Auspico che questo anno giubilare contribuisca anche a sviluppare i legami fraterni tra di voi, perché l’annuncio del Vangelo non si può vivere se non grazie a un’autentica comunione missionaria. Con la forza dello Spirito Santo, siate testimoni della speranza che non delude (cfr Rm 5,5), malgrado le difficoltà. Nella fedeltà alle vostre radici, non abbiate paura di arrischiarvi sulle strade della missione, per testimoniare che «Dio è sempre novità, che ci spinge continuamente a ripartire e a cambiare posto per andare oltre il conosciuto, verso le periferie e le frontiere» (Esort. ap. Gaudete et exsultate, 135). Lo Spirito Santo faccia di voi dei costruttori di ponti tra gli uomini.

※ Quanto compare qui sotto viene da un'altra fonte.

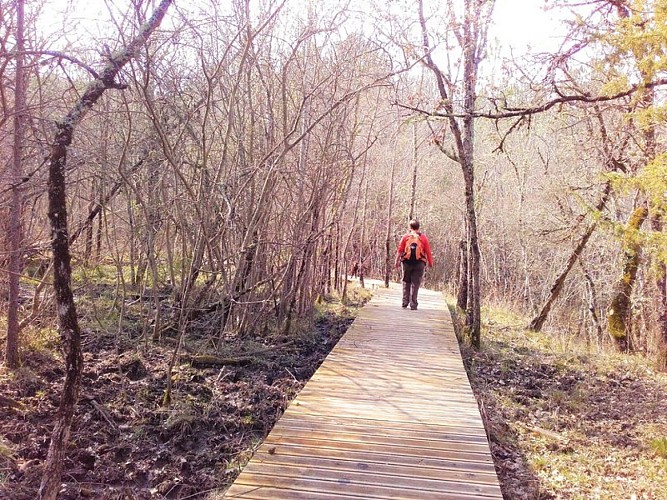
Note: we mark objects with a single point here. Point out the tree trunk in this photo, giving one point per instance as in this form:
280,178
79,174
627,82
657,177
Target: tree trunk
661,302
619,311
462,292
413,193
389,256
538,321
15,230
70,333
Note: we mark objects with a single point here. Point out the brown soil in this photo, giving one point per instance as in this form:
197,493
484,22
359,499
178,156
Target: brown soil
124,444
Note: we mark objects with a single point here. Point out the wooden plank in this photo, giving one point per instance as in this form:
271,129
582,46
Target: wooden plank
389,415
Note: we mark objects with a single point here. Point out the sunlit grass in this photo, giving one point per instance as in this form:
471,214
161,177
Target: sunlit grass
585,421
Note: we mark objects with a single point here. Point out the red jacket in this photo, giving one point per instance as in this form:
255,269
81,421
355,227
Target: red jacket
427,247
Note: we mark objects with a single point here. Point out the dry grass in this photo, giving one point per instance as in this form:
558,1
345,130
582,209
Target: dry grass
566,423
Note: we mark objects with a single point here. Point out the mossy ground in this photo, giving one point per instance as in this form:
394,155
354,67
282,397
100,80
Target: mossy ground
124,444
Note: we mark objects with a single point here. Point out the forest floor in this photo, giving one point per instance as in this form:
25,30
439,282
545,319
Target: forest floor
563,421
124,443
566,420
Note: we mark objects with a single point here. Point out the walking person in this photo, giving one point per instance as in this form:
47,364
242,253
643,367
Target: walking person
414,252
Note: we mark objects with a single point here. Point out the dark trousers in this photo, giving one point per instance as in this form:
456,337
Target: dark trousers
413,272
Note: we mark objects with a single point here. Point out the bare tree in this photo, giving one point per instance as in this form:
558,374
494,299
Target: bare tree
15,230
70,333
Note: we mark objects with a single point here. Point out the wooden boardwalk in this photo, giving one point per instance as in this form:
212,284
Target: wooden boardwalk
388,415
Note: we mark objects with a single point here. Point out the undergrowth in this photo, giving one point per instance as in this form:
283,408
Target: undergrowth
565,422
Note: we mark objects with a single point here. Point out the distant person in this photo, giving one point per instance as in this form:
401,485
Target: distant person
414,252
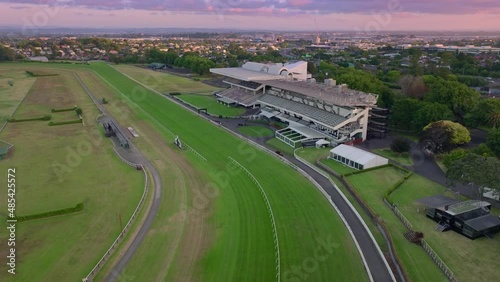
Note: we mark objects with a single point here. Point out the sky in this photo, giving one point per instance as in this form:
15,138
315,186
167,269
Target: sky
311,15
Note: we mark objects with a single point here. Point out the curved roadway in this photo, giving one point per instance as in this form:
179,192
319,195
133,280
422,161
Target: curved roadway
377,264
133,155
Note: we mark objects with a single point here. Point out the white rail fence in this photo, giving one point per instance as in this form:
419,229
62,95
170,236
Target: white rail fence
271,216
120,237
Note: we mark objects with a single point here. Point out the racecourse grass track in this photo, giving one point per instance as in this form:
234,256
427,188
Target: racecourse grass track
11,96
302,214
255,131
166,83
63,248
313,155
372,186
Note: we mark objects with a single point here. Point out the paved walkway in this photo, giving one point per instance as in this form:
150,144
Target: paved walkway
132,155
375,261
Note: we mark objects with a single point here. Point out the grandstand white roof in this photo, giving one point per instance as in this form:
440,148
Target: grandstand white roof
327,118
243,74
354,154
338,95
257,71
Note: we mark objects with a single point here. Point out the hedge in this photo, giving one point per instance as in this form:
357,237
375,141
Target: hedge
366,170
65,122
38,75
79,207
396,186
63,110
45,117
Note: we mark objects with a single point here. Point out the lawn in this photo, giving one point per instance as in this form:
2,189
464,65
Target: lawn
11,96
279,145
338,167
210,103
372,185
165,82
58,167
255,131
475,260
402,158
240,239
312,155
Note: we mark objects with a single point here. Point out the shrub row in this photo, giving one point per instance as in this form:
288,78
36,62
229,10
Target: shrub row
45,117
63,110
396,186
38,75
366,170
65,122
79,207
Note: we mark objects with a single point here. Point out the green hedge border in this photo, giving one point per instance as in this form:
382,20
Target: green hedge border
45,117
65,122
40,75
78,208
63,110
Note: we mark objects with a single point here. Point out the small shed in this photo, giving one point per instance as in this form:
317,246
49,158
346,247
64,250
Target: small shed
322,143
356,158
471,218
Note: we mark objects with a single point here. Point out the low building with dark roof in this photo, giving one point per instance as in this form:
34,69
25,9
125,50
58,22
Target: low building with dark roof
472,219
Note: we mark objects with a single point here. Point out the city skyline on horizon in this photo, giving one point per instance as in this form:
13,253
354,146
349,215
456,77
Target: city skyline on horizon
262,15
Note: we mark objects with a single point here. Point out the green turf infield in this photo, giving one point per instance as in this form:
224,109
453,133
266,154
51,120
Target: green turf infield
403,158
165,82
239,223
58,167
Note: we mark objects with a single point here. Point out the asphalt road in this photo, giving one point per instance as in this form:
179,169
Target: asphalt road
132,155
375,261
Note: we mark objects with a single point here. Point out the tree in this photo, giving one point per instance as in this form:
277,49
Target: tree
457,96
6,54
483,150
442,136
400,145
493,117
493,141
477,171
413,86
403,112
431,112
484,113
393,76
453,156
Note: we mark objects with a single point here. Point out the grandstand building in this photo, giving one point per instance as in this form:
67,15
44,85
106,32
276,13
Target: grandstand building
287,93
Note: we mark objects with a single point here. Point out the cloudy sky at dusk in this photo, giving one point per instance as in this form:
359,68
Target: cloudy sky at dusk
363,15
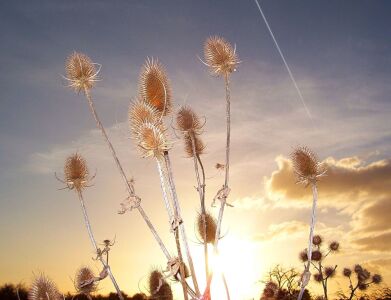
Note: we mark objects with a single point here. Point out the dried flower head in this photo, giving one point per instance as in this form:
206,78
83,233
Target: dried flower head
334,246
81,72
154,86
85,281
376,278
306,165
158,287
198,145
152,140
316,255
76,172
220,56
187,121
141,112
43,288
329,271
317,240
211,227
347,272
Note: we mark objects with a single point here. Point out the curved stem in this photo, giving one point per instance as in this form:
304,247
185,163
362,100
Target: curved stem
93,241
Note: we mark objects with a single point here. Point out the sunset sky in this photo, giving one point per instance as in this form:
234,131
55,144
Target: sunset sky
340,54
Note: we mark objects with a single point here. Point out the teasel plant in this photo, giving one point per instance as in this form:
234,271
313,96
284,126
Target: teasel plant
308,171
43,288
222,60
154,89
77,178
82,75
324,273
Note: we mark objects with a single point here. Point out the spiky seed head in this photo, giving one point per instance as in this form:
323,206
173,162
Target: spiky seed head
317,240
188,121
329,271
85,281
198,145
211,227
318,277
376,278
306,165
347,272
316,255
76,171
334,246
154,86
141,112
43,288
220,56
303,255
152,140
81,72
158,287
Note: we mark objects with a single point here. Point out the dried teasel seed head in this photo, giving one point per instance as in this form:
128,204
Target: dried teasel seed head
188,121
158,287
334,246
317,240
154,86
347,272
211,227
306,165
152,140
80,72
141,112
220,56
85,282
76,172
198,145
43,288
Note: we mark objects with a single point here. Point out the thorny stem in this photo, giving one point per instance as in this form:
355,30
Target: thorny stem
309,253
175,230
128,184
177,210
201,192
91,235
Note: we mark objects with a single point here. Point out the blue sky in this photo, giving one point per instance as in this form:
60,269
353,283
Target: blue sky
339,51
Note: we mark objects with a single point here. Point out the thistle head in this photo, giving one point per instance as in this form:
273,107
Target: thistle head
188,121
43,288
76,172
334,246
85,282
220,56
158,287
198,148
306,165
209,234
81,72
154,86
141,112
152,140
317,240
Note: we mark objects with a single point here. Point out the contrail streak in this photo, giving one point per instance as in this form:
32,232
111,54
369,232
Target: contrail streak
284,60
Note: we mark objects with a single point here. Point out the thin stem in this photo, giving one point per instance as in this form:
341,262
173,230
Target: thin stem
201,192
177,210
309,253
128,184
175,230
93,241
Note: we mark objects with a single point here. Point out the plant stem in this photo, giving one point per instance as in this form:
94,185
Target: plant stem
175,230
201,192
309,252
91,235
128,185
177,210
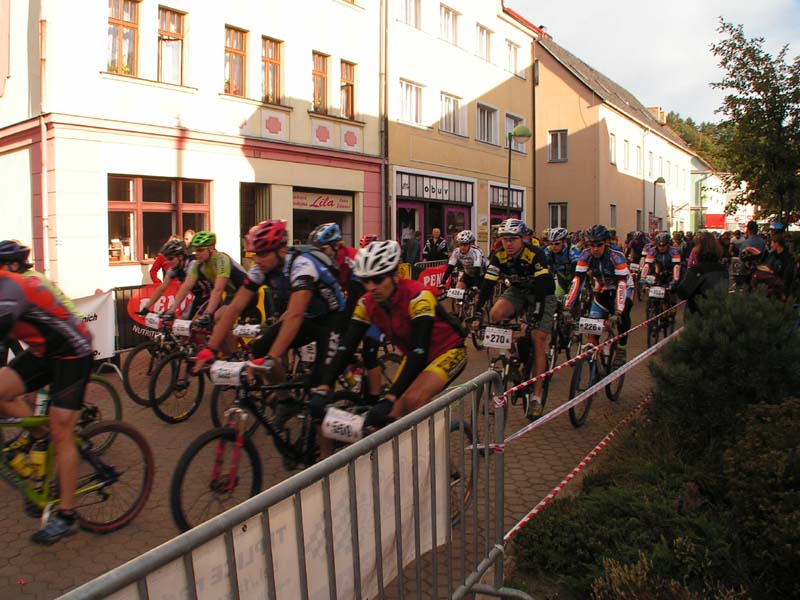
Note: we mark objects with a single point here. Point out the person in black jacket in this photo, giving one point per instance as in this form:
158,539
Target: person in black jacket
705,274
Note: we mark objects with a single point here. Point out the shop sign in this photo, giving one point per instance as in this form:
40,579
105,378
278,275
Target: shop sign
312,201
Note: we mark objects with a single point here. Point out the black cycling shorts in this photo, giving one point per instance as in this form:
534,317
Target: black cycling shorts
67,377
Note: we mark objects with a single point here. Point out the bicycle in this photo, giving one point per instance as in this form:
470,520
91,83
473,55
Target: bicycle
114,480
594,367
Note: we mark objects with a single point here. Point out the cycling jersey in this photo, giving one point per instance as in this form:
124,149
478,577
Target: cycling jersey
666,265
32,313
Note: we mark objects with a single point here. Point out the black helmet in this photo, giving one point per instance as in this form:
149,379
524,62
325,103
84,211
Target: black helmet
173,248
598,233
13,251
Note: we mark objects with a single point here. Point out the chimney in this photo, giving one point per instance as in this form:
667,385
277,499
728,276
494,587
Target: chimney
658,114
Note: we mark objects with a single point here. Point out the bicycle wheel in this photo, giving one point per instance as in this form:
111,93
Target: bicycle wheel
113,484
583,377
100,403
175,392
207,482
137,369
460,462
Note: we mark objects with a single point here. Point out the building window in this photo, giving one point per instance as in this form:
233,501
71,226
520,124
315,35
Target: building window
170,46
626,155
348,87
320,76
511,122
411,102
448,24
123,32
612,148
450,119
487,124
271,70
558,146
144,212
557,212
410,12
235,59
484,39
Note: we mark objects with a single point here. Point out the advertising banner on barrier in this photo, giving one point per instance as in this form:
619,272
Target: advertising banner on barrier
98,314
210,560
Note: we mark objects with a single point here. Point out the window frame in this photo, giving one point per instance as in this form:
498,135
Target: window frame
231,33
319,80
119,24
139,207
267,61
558,133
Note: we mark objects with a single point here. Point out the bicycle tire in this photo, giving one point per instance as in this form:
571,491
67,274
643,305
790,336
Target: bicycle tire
175,392
191,483
137,369
119,469
584,368
100,403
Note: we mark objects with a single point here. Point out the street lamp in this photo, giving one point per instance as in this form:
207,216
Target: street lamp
657,181
520,134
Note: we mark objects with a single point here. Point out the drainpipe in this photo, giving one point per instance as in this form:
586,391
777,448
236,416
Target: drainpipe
43,139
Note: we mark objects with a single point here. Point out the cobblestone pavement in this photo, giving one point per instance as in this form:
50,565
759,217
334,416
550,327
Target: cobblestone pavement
534,465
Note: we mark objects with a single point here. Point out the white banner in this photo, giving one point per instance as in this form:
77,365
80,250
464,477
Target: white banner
99,316
210,560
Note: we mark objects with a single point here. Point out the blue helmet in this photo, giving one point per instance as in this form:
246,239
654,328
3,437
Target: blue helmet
325,234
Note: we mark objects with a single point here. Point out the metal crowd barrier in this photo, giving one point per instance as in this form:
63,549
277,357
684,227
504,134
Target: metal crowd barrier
381,518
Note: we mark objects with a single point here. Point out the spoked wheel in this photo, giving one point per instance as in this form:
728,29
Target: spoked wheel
584,375
120,476
137,369
461,460
212,476
100,403
175,391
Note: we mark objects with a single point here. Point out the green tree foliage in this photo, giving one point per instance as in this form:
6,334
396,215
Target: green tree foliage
762,108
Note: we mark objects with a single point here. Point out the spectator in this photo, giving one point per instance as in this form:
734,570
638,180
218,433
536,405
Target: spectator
435,247
705,274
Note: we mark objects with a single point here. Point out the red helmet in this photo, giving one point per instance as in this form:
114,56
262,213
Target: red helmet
366,239
267,235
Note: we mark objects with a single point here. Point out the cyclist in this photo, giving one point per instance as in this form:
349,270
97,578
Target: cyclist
59,354
664,261
468,259
413,321
223,274
562,257
531,292
179,262
610,274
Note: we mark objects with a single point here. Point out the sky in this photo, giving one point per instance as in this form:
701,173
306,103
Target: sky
660,51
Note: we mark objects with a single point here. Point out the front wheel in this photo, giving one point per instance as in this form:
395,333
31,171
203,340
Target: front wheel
212,476
115,482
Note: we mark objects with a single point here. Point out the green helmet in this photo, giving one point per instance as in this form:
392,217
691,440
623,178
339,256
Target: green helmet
203,239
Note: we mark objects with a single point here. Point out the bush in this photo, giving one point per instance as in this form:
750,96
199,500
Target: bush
743,349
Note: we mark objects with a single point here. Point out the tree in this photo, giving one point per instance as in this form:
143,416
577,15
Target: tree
761,111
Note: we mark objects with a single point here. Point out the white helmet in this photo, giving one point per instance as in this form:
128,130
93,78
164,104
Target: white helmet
465,237
377,258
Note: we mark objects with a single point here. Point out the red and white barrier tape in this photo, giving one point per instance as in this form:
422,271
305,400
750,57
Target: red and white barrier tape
581,465
575,359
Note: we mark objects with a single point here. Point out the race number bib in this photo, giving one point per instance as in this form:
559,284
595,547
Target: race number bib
494,337
226,373
343,426
247,330
590,326
308,353
455,293
181,327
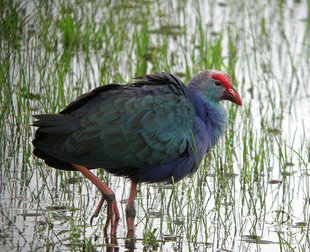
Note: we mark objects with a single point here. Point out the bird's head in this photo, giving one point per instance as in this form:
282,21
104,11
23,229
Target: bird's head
215,86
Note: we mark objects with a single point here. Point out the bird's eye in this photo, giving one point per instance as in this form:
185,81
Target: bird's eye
218,83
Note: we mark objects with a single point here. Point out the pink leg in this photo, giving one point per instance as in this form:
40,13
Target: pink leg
130,210
107,194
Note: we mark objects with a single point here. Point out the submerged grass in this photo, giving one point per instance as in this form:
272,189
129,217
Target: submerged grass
252,190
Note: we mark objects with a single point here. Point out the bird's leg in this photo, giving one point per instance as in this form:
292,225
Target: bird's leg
107,194
130,210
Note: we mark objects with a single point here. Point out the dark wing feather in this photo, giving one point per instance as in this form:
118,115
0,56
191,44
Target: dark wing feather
146,123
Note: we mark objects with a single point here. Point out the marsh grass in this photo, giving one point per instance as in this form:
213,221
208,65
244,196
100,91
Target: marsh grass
252,190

Là dove il Signore vi ha mandati, possiate contribuire a far crescere una cultura dell’incontro, essere al servizio di un dialogo che, nel rispetto delle differenze, sa trarre ricchezza dalle diversità degli altri. E vi ringrazio in particolare per il lavoro che avete già compiuto in favore del dialogo con l’Islam, con le sorelle e i fratelli musulmani. Con lo stile e la semplicità del vostro modo di vivere, voi manifestate anche la necessità di prendersi cura della nostra casa comune, la terra. Infine, nella scia del Cardinale Lavigerie, siete chiamati a seminare speranza, lottando contro tutte le odierne forme di schiavitù; facendovi prossimi dei piccoli e dei poveri, di quanti aspettano, nelle periferie delle nostre società, di essere riconosciuti nella loro dignità, di essere accolti, protetti, rialzati, accompagnati, promossi e integrati. Con questa speranza, vi affido al Signore, per intercessione della Vergine Maria, Nostra Signora d’Africa. Imparto la Benedizione Apostolica a voi e a tutti i membri delle vostre comunità, e invoco la benedizione di Dio su coloro di cui condividete la vita, là dove il Signore vi ha inviati. E, per favore, non dimenticatevi di pregare per me. Grazie”.